Jeff Levin, the policy director for the East Bay Housing Organizations, said Oakland’s new parking regulations, while a step in the right direction, don’t go far enough to ensure that developers pass on the reduced costs of building fewer parking spaces to new residents.

“The price of housing is being generated by the demand side,” Levin said. “If (developers) are able to build it more cheaply, it doesn’t necessarily mean they will transfer that to the consumer. It may just benefit their bottom line.”Darlene Allegro, of Oakland, finds a metered parking space in downtown Oakland, Calif., on Tuesday, Sept. 20, 2016. (Dan Honda/Bay Area News Group)

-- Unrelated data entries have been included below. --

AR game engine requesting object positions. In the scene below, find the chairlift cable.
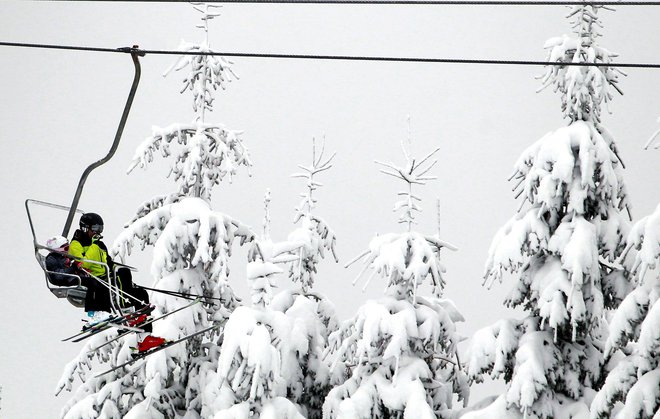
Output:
[31,0,660,6]
[0,42,660,69]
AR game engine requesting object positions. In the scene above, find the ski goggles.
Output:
[87,224,103,234]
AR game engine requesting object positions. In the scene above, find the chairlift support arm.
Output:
[62,46,144,237]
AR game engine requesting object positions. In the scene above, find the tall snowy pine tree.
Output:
[323,138,468,419]
[465,5,629,418]
[58,6,254,418]
[591,140,660,419]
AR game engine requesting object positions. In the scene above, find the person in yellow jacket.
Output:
[69,212,166,352]
[69,212,112,317]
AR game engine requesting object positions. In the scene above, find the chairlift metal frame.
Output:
[25,46,144,310]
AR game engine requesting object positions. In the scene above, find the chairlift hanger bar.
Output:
[0,42,660,68]
[62,46,144,237]
[37,0,660,6]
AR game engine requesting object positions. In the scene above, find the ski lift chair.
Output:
[25,199,102,307]
[25,49,144,309]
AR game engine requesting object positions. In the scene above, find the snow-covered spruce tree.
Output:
[271,138,339,419]
[466,5,629,418]
[58,7,253,418]
[591,184,660,419]
[323,140,468,419]
[201,193,304,419]
[203,140,337,418]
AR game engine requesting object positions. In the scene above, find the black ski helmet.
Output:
[80,212,103,234]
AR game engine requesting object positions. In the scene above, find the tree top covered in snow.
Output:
[539,5,623,123]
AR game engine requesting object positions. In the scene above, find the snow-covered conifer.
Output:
[591,205,660,419]
[202,140,337,418]
[644,118,660,149]
[201,192,304,418]
[466,5,629,418]
[323,137,468,418]
[271,138,338,419]
[58,6,254,418]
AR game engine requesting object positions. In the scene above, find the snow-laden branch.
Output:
[376,141,440,231]
[539,5,624,123]
[163,41,238,120]
[128,122,252,200]
[111,198,254,279]
[347,232,456,301]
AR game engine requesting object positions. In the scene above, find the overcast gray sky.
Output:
[0,1,660,418]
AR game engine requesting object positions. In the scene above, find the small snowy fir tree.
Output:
[272,138,338,419]
[202,141,337,418]
[591,140,660,419]
[465,5,629,418]
[58,5,253,418]
[323,135,468,419]
[201,193,304,419]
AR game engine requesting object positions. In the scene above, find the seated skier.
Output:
[46,236,90,287]
[69,212,165,352]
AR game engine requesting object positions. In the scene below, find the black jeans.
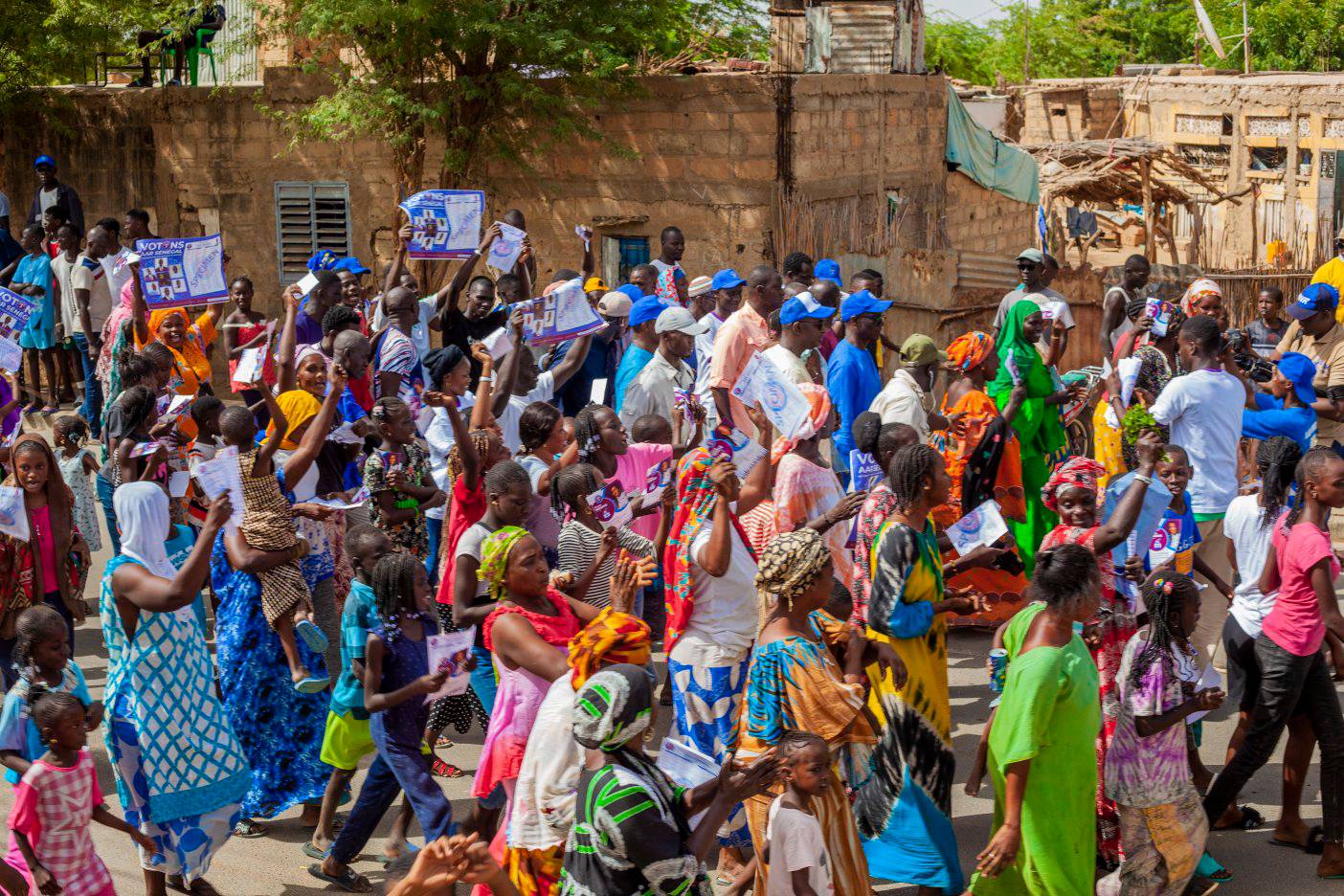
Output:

Rather than give developers a “gift” in the form of reduced parking requirements, Levin said the city should require developers to use the savings to build some portion of moderate income housing, or housing for residents who make too much to qualify for federally subsidized housing, but not enough to actually afford market-rate rents.

Although city officials hinted that developers could use those cost savings to build more affordable or moderate-income housing, the new regulations do not require it.

“The city seems to be concerned that development is not feasible enough in Oakland, and they still need to bend over backwards to accommodate developers,” Levin said. “But we all know Oakland is a hot market.”

Oakland had the fourth-highest rental costs for available one-bedroom apartments in the nation as of April, according to the real estate website, which regularly compiles rental market reports.

City officials say Oakland’s affordable housing strategy is a multi-pronged approach that does not rely solely on parking reductions to induce affordable housing development. The City Council in April approved an affordable housing impact fee, which charges developers a one-time fee to build market-rate housing. Developers can build affordable or moderate-income housing in lieu of the fee, said Erica Derryck, a spokeswoman for Schaaf. The council also placed Measure KK on the ballot, which would allot $100 million to preserve affordable housing throughout the city.

Requiring moderate income housing in an amount equivalent to the reduced cost of building fewer parking spaces won’t help bring the cost of building housing down, Nichols said, and Derryck said the city would like to see housing built for all income levels.

“There’s not one silver bullet,” she said. “We have to employ a number of different strategies.”

Although not the most radical of changes, Radulovich said the relaxed parking requirements raise the bar for other cities to rethink their own auto-oriented policies. San Francisco and Berkeley have already passed similar reforms, he said, and other cities may be following suit soon.

“San Jose has aspirations to be more like San Francisco or Oakland,” Radulovich said. “Hopefully this will inspire them and smaller cities, as well.”